Les quatorze nouvelles que tu as aujourd’hui réunies en un seul volume, Prighjuneri è altri nuvelli, ont été, tu l’as précisé dans l’avant-propos de ton livre, régénérées, retravaillées et bonifiées, débarrassées de ce qu’il pouvait y avoir d’encombrant stylistiquement parlant, sans qu’il y ait jamais eu de ta part la moindre intention d’effacer, de renier et encore moins de trahir ce qui constituait déjà la substance originelle de tes futurs grands romans. Quelle émotion j’ai eu en lisant ces nouvelles ! Et j’insiste bien : en lisant. Car il ne s’est pas agi de relecture suite à un simple dépoussiérage. Une émotion et un plaisir qui répondent et correspondent au spectaculaire choc esthétique et littéraire ressenti il y a un quart de siècle. En se plongeant dans Stremu miridianu, road-movie étrange et fascinant ou dans Ghjubileu, farce aussi grotesque que jubilatoire, les nouvelles qui se situent en Corse sont toujours aussi évocatrices d’une vision sans concessions que tu as de notre île. Mais en écrivain complet, tu sais aussi décrire à merveille l’enfance, avec toute ta tendresse et tellement de poésie, comme dans U portafogliu. Celles qui se situent ailleurs et à une autre époque sont… épiques.
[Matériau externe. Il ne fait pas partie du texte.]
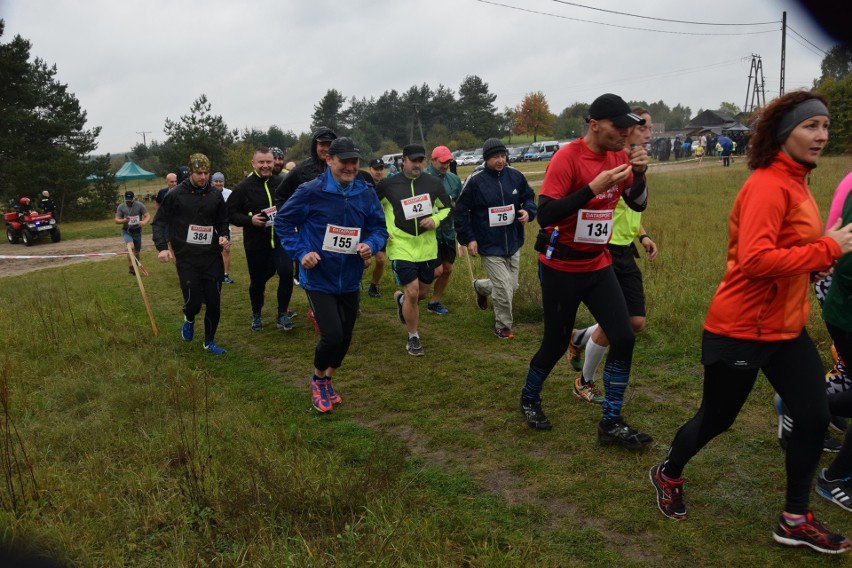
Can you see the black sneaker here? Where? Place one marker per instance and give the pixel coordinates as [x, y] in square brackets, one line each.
[534, 415]
[839, 423]
[618, 432]
[414, 347]
[838, 491]
[810, 533]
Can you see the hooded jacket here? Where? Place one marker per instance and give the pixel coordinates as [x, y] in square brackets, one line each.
[305, 171]
[487, 188]
[187, 205]
[775, 242]
[302, 223]
[253, 195]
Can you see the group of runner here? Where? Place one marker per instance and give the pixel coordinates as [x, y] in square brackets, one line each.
[331, 219]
Récemment, je t’ai envoyé un message pour t’annoncer que je venais de terminer la lecture de Prighjuneri è altri nuvelli et que j’étais, comme il y a longtemps, saisi aux tripes par la puissance folle de tes créations. Je souhaitais ainsi, pudiquement, te témoigner tout le respect que j’ai pour toi et pour ton travail, parce que, si je suis devenu romancier à mon tour, c’est aussi en partie à cause de toi (rires !!) … Et pour te dire avec pudeur mon admiration, comme il y a longtemps, je t’ai avoué également qu’avait rejailli en moi cette toute légère et imperceptible pointe de jalousie, parce que L’animalu, Plaça del Pi, Stremu miridianu et – à titre personnel, la plus belle de toute, San Ghjuvanni in Patmos, ces nouvelles, Marc, comme j’aurais aimé les écrire… ALTISSIMU BIANCARELLI.